Türkiye'de kadınlar seçme ve seçilme hakkına birçok Avrupa ülkesinden bile yıllar önce sahip oldu. Fransa ve İtalya’da kadınlara 1946’da, İsviçre’de ise  1971’de seçme ve seçilme hakkı tanınmıştır.

Bugün itibariyle “Adrese Dayalı Nüfus Kayıt Sistemi” (ADNK) ‘ya göre Türkiye’nin nüfusu 77.695.904 kişidir. Bunun cinsiyete göre dağılımında ise erkeklerin sayısı 38.984.302 kişi Kadın sayısı ise 38.711.602 kişidir.

“Aktif Nüfus” olarak tanımlanan 15-64 yaş grubunda ise erkekler 26.601.724, kadınlar ise 26.038.788 kişidir.

TUİK resmi verilerine bakıldığında Türkiye’de yaşayan her iki kişiden biri kadındır!

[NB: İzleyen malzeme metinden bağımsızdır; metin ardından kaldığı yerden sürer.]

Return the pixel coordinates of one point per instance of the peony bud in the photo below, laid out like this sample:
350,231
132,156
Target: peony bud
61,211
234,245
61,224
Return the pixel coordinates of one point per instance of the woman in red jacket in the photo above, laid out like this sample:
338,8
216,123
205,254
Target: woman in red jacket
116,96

Konuya seçmen boyutunda bakıldığında ise daha ilginç bir tablo ortaya çıkmaktadır. Yüksek Seçim Kurulu resmi web sayfasındaki verilere göre en son olarak 30 Mart 2014 tarihinde yapılan Mahalli İdareler seçimlerinde toplam seçmen sayısı 52.695.832 kişi ve bunun cinsiyete göre dağılımında ise erkek seçmen sayısı 25.991.075, kadın seçmen sayısı ise 26.704.757 kişidir. Bir başka ifade ile kadın seçmen sayısı erkek seçmen sayısından 713.682 kişi fazladır.

Bir de Türk kadının TBMM’de temsil edilmesi ile ilgili duruma bakalım.

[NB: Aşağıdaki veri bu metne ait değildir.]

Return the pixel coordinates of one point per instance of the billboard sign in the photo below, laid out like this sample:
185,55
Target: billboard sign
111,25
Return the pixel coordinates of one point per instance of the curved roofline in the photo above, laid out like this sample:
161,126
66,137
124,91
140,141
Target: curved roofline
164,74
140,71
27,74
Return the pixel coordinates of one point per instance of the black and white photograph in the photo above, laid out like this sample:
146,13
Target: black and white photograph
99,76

Kadınların ilk defa oy kullandıkları TBMM 5. dönem seçimleri 8 Şubat 1935 yılında yapıldı ve 17 kadın milletvekili ilk defa meclise girdi. Ara seçimlerle bu sayı 18’e ulaştı. Bu seçimlerde TBMM’deki üye sayısı 444 kişi olduğuna göre kadınların TBMM’de temsil oranı %4’dır.

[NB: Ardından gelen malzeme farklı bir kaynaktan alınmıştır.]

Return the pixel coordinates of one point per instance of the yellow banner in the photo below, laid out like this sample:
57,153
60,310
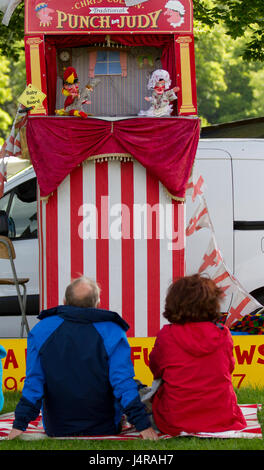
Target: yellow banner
248,353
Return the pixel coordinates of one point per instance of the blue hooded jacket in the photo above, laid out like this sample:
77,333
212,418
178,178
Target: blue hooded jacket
80,372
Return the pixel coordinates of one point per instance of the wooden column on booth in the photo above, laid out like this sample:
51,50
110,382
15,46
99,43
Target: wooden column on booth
186,80
36,68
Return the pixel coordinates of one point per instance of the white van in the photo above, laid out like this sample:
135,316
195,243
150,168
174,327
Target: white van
234,193
20,204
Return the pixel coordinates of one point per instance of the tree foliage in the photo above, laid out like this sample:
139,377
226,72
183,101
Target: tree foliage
241,18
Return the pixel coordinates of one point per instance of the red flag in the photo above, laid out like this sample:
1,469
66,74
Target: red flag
2,176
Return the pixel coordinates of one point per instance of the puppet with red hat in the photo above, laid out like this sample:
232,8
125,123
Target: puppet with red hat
73,105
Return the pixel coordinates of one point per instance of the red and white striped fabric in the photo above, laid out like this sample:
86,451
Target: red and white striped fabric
133,258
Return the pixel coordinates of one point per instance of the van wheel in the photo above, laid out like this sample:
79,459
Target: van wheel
258,294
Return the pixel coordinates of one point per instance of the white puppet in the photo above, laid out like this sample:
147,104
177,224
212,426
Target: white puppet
162,96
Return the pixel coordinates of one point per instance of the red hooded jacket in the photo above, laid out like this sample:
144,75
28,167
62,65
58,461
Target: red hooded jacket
195,362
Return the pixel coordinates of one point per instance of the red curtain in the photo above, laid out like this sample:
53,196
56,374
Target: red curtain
165,146
52,43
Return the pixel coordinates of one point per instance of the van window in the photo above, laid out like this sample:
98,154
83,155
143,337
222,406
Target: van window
21,208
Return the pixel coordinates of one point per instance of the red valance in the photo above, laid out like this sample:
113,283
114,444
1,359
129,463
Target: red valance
165,146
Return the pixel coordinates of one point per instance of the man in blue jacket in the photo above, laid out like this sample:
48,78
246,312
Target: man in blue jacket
79,370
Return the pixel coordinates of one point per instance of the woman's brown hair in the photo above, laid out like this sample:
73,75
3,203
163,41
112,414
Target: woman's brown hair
193,299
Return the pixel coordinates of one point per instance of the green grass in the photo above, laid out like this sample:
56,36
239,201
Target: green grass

Son dönem olan 24. dönemde ise TBMM’de yer alan kadın milletvekili sayısı ise 76 kişidir. Toplam Milletvekilli sayısı 550 olduğuna göre genel nüfusta erkeklerle eşit sayıda ve seçmen sayısında ise 713.682 kişi daha fazla olan kadınların TBMM’de temsil oranı %14’dır.

Önümüzde 7 Haziran 2015 Milletvekilliği genel seçimlerine 99 gün kaldı!

Türkiye maalesef halen özellikle Güneydoğu Anadolu’da çocuk gelinlerin varlığı, berdel evliliklerinin devam ettiği, son bir yılda kadına şiddetin %1400 arttığı ve ülkeyi yönetenlerin kadına bakış açısının şaşı olduğu bir ülke konumunda.

Yazımın başlığında ve muhteviyatında ifade olarak her ne kadar “Kadın” ifadesini kullandıysam da esasen benim günlük hayatta hitabım “Hanım” ve/veya “Hanımefendi” ‘dir. Türkiye Cumhuriyeti kanunlarında da ne hikmetse “Kadın” tabiri kullanılmaktadır.

“Hanım” kelimesinin nerden geldiğine dair rivayet olunan bilgiyi sizlerle paylaşarak yazımı tamamlamak istiyorum.

Söylenir ki, bir gün Cengiz Han, tüm hanlarını toplamış, sağ yanına da eşini oturtmuş; Cengiz Han hanlarına “ Ben Hanlar Hanı Cengiz Han, hepinizin hanıyım” , eşini de göstererek “Bu da benim HAN IM” demiş.

           İşte erkeklerin “eşim” anlamında söyledikleri “hanım” kelimesi oradan geliyormuş… Ne kadar insanca değil mi? Kadının adı var yeri de ve saygınlığı da, işte özlediğimiz Türk ailesi tablosu…Ya şimdi?